1. Field of the Invention
The present invention relates to ethylene backbone copolymers, distillate oil compositions containing the copolymers, and an improved method of preparing these copolymers for use as pour depressants and flow improvers for distillate oil, which method involves free radical polymerization using an ester peroxide. These copolymers comprise about 3 to 40 molar proportions of ethylene per one molar proportion of an unsaturated monomer other than ethylene and have number average molecular weights in the range of about 1,000 to 50,000.
2. Description of the Prior Art
The commercially most important ethylene-containing pour depressant and flow improvers for distillate oil are copolymers of ethylene and ethylenically unsaturated ester monomers, such as the copolymers of ethylene and vinyl alcohol esters, particularly vinyl acetate, which copolymers are well known in the prior art. For example, U.S. Pat. No. 3,048,479 teaches copolymers of ethylene and C.sub.3 to C.sub.5 vinyl esters, e.g., vinyl acetate, having molecular weights of about 1,000 to 3,000 according to K. Rast's method of determining mol. wt. (Ber. 55, 1051, 3727, (1922)), as pour depressants for fuels, specifically heating oils, diesel and jet fuels. The copolymers of the examples of said patent were prepared by free radical catalysis, using ditertiary butyl peroxide as the catalyst, (although the patent teaches any peroxide catalyst), at temperatures of 280.degree. to 340.degree. F., in a solvent. U.S. Pat. No. 3,131,168 teaches a free radical process for making ethylene-vinyl acetate copolymers as pour depressants for middle distillate using temperatures up to 440.degree. F., a solvent such as toluene or hexane, any peroxy compound as catalyst, but preferably ditertiary butyl peroxide, and adding additional ethylene to the reaction during the polymerization. U.S. Pat. No. 3,093,623 teaches still another method for making these ethylene-vinyl acetate pour depressants for middle distillates by continuously adding vinyl acetate and ethylene during the course of the reaction. U.S. Pat. No. 3,250,714 teaches ethylene-vinyl acetate copolymers having molecular weights of 3500 to 7000 as V.I. improvers for lubricating oils.

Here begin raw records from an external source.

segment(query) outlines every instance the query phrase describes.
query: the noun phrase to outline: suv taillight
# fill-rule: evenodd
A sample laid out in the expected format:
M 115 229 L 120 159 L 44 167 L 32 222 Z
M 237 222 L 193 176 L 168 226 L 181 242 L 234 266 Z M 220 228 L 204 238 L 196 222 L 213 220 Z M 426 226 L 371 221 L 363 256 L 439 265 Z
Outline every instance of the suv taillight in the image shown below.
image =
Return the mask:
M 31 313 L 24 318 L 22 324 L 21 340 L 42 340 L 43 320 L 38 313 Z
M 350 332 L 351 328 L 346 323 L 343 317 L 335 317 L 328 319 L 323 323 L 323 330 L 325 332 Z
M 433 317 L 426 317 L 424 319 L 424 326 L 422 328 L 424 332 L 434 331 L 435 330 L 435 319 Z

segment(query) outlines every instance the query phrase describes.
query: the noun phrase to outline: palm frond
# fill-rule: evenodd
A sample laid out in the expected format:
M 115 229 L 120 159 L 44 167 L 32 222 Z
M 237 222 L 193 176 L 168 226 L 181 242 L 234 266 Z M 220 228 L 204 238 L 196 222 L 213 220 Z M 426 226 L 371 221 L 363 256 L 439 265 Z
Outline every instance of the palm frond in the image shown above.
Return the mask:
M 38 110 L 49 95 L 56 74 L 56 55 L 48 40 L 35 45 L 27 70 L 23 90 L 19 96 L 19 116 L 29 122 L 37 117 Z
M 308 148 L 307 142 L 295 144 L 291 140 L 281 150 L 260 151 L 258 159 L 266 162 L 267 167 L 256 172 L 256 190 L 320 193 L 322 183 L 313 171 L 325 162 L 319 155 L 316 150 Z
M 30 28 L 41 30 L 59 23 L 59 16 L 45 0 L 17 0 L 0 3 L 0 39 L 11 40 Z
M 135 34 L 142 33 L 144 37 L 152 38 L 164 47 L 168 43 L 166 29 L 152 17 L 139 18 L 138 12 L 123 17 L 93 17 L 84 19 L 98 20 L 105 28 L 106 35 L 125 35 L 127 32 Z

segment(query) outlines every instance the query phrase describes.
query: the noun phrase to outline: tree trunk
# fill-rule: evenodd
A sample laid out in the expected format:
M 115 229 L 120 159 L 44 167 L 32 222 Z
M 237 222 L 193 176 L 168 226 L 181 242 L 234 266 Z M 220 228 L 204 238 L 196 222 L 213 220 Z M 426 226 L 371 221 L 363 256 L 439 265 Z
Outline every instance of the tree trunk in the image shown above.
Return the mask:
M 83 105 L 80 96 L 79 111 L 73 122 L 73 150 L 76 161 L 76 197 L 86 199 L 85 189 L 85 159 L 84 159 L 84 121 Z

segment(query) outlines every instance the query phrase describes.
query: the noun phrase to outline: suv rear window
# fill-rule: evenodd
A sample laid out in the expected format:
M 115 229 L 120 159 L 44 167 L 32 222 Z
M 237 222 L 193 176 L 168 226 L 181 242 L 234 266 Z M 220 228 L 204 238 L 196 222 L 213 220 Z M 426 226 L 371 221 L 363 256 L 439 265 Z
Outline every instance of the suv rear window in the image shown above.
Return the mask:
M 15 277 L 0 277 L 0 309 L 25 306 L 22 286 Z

More recently, British Pat. Nos. 1,263,151 and 1,263,152 teach an improvement over the aforesaid U.S. patents by using a polymerization temperature below about 130.degree. C. and acyl peroxide as the initiator, as opposed to the alkyl peroxide, tert. butyl peroxide, and higher temperatures used by the aforesaid U.S. patents. By the technique of said British patents, it was found that the amount of ethylene branching was considerably reduced and copolymers produced by this method were generally superior pour point depressant and flow improvers to prior art copolymers prepared at higher temperatures with alkyl peroxides. Specifically, copolymers prepared with alkyl peroxides and high temperatures, while very effective in treating distillate fuel oil to lower the pour point, frequently result in wax crystals having large particle sizes ranging from one millimeter up to an inch in their largest dimension, depending upon the exact nature of the distillate oil, e.g., crude source, narrowness of the boiling range, etc. While the treated distillate oil containing these large wax crystals exhibits a pour point significantly under the original pour point of the untreated oil, in many cases, the large wax crystals will tend to plug filter equipment and lines normally used on delivery trucks and fuel oil storage systems when the oil is cooled below its cloud point, even though above its pour point. Thus, as the oil containing the pour point depressant is cooled, the cloud point (the point at which the oil becomes cloudy due to crystallization of wax) will generally be reached at a temperature significantly above the pour point (the point at which the oil can no longer conveniently be poured). As a result, oils below their cloud point and above their pour point will be pourable, but at the same time the wax crystals that have formed, if too large, can result in plugging the aforesaid filter equipment. Copolymerizing ethylene and vinyl acetate at a low temperature with the acyl peroxides of said British patents was able to give the good pour point reduction and in addition form smaller wax crystals during cooling of the treated oil.